Architecture

Clockwork: The Backbone of PhonePe’s 2 Billion Daily Jobs

Snehasish Roy14 February, 2024

URL copied to clipboard

Have you ever had an alarm fail to wake you up, causing a ripple effect of chaos in your morning? At PhonePe, we understand the criticality of such ‘alarms’ in our digital ecosystem. 

Take, for instance, our daily Merchant Settlements process. A merchant receives multiple transactions during the day. At the end of the day, we want to ensure the final amount gets credited to their account. A potential delay in this routine job being executed means a merchant not receiving their earnings on time, shaking their trust as a PhonePe Customer.

Or consider digital coupons at PhonePe. Each coupon, with its expiry ticking away, relies on a precise moment to become invalid. Multiply this by millions of coupons, and the magnitude of the task becomes clear. This necessitates a platform ​that can reliably schedule tasks to invalidate countless coupons with clockwork precision.

In this post, we will take a look at the internals of Clockwork – the system that powers job scheduling across various teams at PhonePe.

Understanding the Scale and Challenge

At PhonePe, we face the colossal task of managing over 2 billion daily callbacks. The ability to handle over 100,000 job schedules per second with single-digit millisecond latency is not just a goal; it’s a necessity. At p99, our system ensures that there’s no lag in job execution, which in the worst case is capped at 1 minute. Follow along to learn how we’ve made this possible.

The Approach

A straightforward solution would have been to use embedded schedulers, which are scheduler services that run within the client application, enabling the scheduling of future jobs. 
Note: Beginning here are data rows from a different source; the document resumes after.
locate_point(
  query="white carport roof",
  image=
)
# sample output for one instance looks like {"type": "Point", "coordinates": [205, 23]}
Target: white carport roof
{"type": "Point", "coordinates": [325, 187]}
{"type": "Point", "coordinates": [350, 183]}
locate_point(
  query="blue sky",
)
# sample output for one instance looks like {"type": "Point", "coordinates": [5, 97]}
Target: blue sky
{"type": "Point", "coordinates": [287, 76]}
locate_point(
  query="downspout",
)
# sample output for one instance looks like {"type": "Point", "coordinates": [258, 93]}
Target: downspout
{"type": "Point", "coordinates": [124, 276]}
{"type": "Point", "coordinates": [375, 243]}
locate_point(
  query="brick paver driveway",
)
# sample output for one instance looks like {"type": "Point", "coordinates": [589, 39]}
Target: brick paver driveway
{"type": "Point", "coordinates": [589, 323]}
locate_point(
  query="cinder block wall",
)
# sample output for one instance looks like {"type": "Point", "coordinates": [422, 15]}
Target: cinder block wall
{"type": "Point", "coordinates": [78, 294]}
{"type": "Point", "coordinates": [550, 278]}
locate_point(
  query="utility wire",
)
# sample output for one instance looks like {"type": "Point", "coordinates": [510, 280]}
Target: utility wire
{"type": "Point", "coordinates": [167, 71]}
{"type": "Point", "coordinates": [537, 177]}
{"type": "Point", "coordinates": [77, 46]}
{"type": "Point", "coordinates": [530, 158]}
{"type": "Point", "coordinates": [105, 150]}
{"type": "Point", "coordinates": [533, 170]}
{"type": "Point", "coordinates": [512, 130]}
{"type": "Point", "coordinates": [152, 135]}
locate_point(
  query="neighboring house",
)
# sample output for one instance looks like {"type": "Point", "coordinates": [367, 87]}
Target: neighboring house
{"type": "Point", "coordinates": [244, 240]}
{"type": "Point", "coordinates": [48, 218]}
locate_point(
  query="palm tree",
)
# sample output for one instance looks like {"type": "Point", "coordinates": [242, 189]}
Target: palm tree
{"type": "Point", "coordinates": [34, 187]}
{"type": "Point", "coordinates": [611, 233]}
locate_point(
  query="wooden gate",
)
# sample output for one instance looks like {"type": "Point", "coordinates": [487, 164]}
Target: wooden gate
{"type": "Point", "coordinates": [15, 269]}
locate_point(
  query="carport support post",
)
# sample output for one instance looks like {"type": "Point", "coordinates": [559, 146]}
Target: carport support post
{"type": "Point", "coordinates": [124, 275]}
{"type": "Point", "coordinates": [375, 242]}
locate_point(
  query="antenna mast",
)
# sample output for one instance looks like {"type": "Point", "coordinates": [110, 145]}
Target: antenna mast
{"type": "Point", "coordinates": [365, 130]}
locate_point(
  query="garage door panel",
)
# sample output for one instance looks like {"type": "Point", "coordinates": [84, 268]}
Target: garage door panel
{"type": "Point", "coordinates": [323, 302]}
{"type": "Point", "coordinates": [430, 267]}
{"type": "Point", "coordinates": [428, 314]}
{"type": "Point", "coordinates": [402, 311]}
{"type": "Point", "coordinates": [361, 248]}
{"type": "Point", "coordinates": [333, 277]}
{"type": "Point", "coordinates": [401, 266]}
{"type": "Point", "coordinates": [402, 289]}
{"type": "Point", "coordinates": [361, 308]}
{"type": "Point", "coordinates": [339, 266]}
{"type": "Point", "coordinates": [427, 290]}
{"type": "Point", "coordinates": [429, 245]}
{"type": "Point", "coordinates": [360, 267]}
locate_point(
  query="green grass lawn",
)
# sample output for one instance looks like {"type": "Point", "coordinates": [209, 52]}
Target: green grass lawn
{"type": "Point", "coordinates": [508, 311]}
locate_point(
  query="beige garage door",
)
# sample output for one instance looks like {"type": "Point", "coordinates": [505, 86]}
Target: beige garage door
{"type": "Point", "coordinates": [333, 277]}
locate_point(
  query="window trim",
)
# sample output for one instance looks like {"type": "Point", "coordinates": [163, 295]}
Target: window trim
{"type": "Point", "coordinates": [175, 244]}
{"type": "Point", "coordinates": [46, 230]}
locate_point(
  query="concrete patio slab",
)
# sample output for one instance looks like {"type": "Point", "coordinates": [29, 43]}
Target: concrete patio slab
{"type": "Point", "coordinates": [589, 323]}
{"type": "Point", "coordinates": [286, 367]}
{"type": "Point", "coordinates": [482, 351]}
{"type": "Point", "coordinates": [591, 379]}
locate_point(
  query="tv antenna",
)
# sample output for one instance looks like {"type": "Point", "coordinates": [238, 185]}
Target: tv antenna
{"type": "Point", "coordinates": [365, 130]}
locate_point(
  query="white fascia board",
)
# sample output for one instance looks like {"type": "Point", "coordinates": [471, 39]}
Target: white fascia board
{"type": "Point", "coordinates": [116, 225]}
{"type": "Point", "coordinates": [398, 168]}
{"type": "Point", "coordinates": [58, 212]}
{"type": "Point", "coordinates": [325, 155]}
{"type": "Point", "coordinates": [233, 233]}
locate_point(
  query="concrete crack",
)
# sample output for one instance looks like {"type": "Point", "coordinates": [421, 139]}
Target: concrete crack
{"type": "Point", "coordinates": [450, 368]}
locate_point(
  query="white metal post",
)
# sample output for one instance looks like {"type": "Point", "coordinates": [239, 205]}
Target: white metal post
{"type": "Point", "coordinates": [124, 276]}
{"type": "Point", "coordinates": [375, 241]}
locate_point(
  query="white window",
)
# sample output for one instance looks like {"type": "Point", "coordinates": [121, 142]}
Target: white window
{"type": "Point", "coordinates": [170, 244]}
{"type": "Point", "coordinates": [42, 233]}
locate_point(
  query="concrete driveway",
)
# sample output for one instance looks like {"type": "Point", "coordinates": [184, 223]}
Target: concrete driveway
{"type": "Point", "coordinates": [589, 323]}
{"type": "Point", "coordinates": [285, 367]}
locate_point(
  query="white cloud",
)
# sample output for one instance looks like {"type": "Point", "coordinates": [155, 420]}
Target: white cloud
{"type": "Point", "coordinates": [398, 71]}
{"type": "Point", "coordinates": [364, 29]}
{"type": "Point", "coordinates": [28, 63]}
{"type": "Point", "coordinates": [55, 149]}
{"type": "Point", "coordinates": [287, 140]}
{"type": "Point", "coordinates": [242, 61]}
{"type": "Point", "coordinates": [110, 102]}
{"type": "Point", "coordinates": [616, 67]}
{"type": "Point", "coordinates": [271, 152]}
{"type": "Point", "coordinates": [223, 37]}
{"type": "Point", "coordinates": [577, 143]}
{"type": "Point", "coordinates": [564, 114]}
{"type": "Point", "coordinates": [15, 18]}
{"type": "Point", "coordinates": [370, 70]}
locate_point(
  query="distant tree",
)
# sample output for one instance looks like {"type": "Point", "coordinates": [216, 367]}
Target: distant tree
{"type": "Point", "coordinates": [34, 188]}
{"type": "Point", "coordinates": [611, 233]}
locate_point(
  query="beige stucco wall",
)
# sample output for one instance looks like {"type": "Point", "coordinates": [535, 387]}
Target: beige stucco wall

However, this presents a set of challenges, notably the lack of fault tolerance. Imagine the repercussions if the client application crashes, jeopardizing all scheduled jobs. To solve this, we need persistence, but it needs a lot of complex coordination across hundreds of stateless containers. Why? Because in most cases, we would not want the same job to be executed by multiple containers. Then there is the issue of scale – we can have situations where hundreds of millions of such tasks can be triggered in the span of a few hours, resulting in millions of notifications being generated at constant rates & spamming users.

To ensure coordination amongst containers, we would have to employ complicated strategies like partitioning of jobs and leader-election amongst task executor instances in all services handling these kinds of use cases. While possible, this would add a lot of complexity to the service containers themselves, making Garbage Collection, Thread pool, and Auto-scaler tuning extremely difficult due to all containers doing mixed workloads, and adding significantly to the storage layer requirements for them. 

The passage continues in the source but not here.